I know that it has been customary to compare the metrics on renewable energy development within the US as a whole to just one nation within the European Union, but it is misleading, as a comparison of our relative progress, because the US has a bigger economy than any one EU nation such as Germany or Spain, that it is typically compared to. It is time for us to compare the US with the EU as a whole to get an accurate picture, because it is easier for a larger economy to beat a smaller one in anything.

image via Shutterstock

This applies in any metric, but especially when comparing things like numbers of wind farms or solar farms, because how many people there are in a given area, and how much electricity they need (to produce and consume what percent of the global GDP) needs to be comparable, or the comparison is nonsensical.

For a real comparison, the US with its fractious collection of very different red states and blue states held together in something of a union is much more comparable in these ways to the similarly varied states of the EU as a whole, rather than to any one of the nations within it.

A comparison of the size of the two economies, the population and geographic size suggests that we should be comparing US progress as a whole, not to a single country within the union, but to the whole European Union.

Our total economies are similar in size. According to the IMF, the EU’s economy is $16 trillion and the US’ $14 trillion. The EU and the US combined represent about half the global economy. Each puts out between 20% and 25% of the global GDP.

Our geographic spread is similar. The European Union is about 3.8 million square miles, and the US is a similar 3.6 million square miles.

And our numbers are comparable. Although the EU now includes new members Bulgaria, Czech Republic, Estonia, Latvia, Liechtenstein, Lithuania, Monaco, Romania, Slovakia, Slovenia and Switzerland, the EU 15 (that signed Kyoto, and implemented the renewable legislation) or the core of the EU, (Germany, France, the UK, the Netherlands, Sweden, Denmark, Finland, Belgium, Luxembourg, Greece, Italy, Portugal and Spain) is 384 million people, and the US population is 313 million.

These three similarities mean that comparing progress between the two unions – one of states, and one of nations – makes a lot more sense in comparing the US progress on solar, for example, than comparing it with that of one EU nation. There are only 46 million people in Spain, which has a GDP of $1 trillion, so its economy is hardly comparable with the entire $14 trillion US economy.

How does US progress look when compared to the entire EU? Not good.

The EU as a whole is far further along the clean economy road than the US, since signing Kyoto in 1997, and implementing feed in tariffs and cap and trade by 2005 to lower emissions. Five years later it had double the wind power of the US, and ten times the solar power.

The EU has 84 GW of wind power capacity installed as of 2010, according to the AWEA. The US has about half that, at 43 GW.

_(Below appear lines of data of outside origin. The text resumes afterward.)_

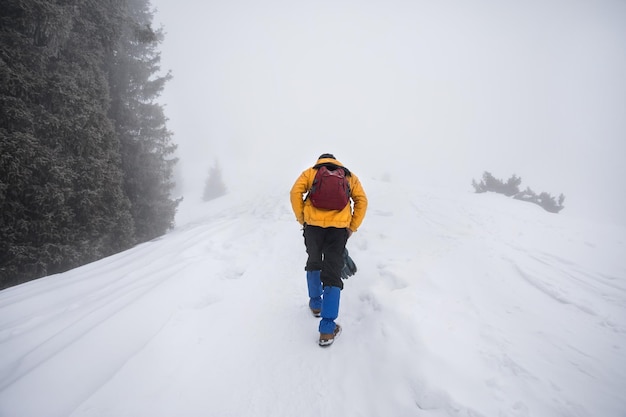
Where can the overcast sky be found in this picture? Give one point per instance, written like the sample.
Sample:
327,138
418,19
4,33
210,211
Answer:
413,89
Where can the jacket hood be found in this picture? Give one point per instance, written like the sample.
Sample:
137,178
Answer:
332,163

EU solar power capacity totaled 29 GW through 2010; ten times the cumulative grid-connected PV in the US of 3 GW as of 2010, according to a GTW report quoted at Earthtechling, or to be precise only 2.6 GW confirmed by SEIA figures – which includes all types of solar, not just PV, and counts residential, commercial, industrial and utility-scale installations.

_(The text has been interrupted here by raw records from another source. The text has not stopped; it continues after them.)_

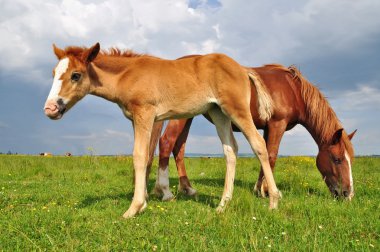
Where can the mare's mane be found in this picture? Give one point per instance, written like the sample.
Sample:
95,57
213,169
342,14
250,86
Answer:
77,51
318,110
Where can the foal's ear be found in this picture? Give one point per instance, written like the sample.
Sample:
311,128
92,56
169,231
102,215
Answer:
336,137
350,136
90,54
58,52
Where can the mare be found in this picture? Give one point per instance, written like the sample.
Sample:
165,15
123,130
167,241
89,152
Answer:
149,89
295,101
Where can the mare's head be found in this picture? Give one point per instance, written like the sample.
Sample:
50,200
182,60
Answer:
334,161
71,79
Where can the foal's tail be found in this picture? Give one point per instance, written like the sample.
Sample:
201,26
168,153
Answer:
264,100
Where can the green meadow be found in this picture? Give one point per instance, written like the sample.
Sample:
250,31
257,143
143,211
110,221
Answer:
76,204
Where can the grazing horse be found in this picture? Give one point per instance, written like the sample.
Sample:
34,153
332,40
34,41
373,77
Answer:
295,101
149,89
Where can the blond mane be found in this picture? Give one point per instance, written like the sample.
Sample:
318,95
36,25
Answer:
319,112
113,51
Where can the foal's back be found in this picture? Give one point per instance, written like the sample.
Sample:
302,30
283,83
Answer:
188,86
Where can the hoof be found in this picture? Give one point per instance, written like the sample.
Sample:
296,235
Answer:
133,210
274,200
264,189
167,196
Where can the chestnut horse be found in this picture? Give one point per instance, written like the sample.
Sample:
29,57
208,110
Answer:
149,89
296,101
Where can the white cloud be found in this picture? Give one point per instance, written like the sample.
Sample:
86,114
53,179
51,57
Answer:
252,32
364,97
3,125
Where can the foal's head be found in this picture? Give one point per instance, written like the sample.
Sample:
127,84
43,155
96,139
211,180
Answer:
334,161
71,79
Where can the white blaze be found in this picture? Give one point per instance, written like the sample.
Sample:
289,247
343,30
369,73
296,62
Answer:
351,179
57,82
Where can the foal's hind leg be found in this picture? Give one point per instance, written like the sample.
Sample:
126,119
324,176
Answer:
243,120
223,127
179,153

While the American Recovery and Reinvestment Act (ARRA) made a huge investment in utility-scale solar that is now beginning to break through the lengthy review process – so that there is at least 17 GW in the pipeline now as of mid-2011 – even this ‘Manhattan Project’ jump in the level of investment will only bring the US up to two thirds of what the EU had installed as of 2010.

This one-time heroic lift for renewables and climate action was accomplished in the rare few months of 2009 (before Kennedy died) when the US had functional Democratic majorities big enough to overcome Republican obstruction. It is sad that voters in the US are not aware that that represents what could be accomplished again, and added to, if they could get those majorities in the House and Senate once more.

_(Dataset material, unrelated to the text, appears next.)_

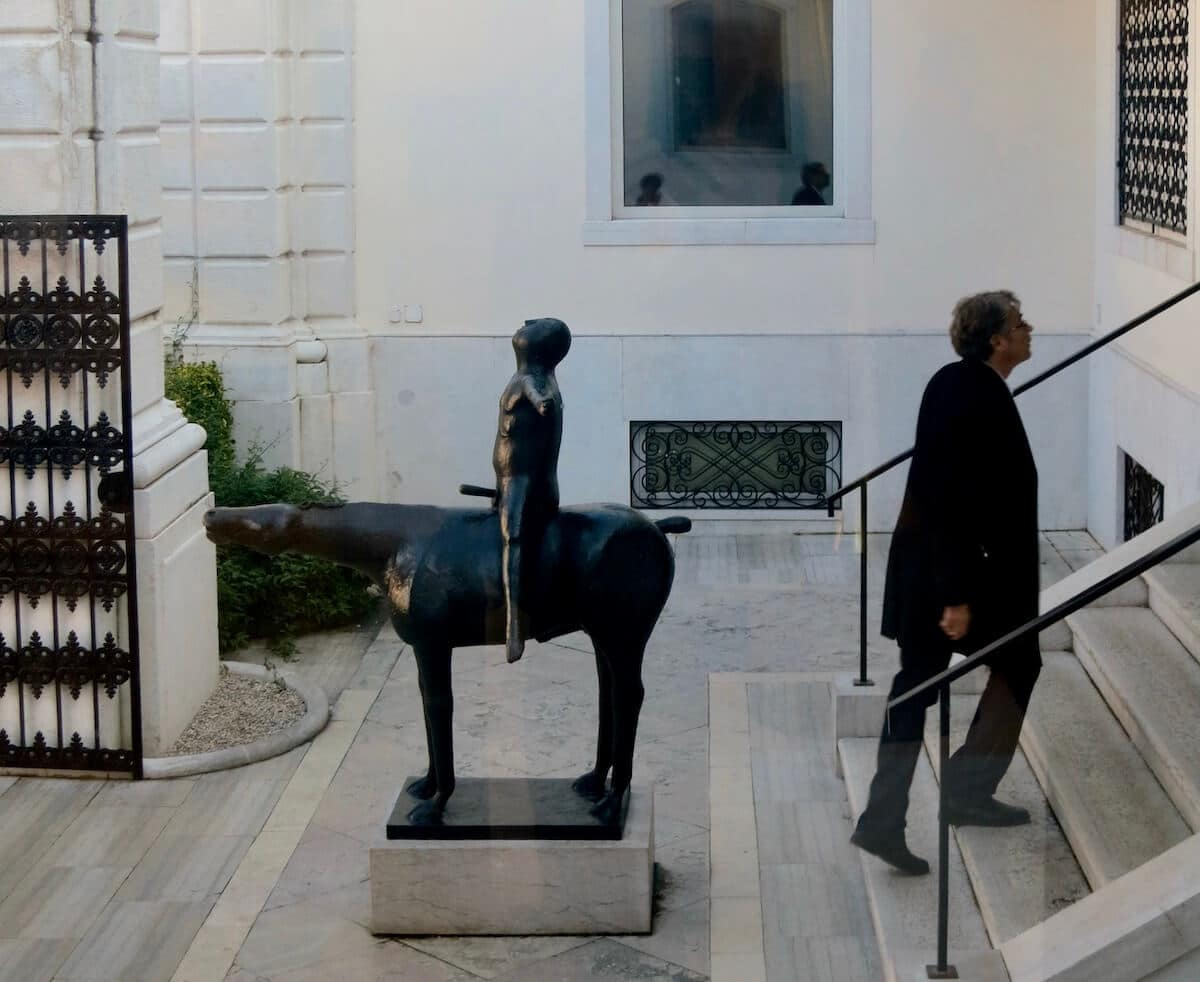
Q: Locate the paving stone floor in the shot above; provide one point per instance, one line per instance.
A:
(114, 880)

But US voters are increasingly so dismayed and baffled by what the media tells them is simply “congress” that now only 48% of US voters even bother to vote, far below the rates of the 1960s and 1970s, when the US passed the Clean Air Act. By contrast, most EU countries have over 80% voting participation, and their EU-wide energy legislation is much more 99%-friendly as a result. But just how far ahead they are was a shock to me in researching this.

Comparing wind and solar capacity as of the end of 2010, the EU had between twice and ten times the US amount. That is pretty sobering.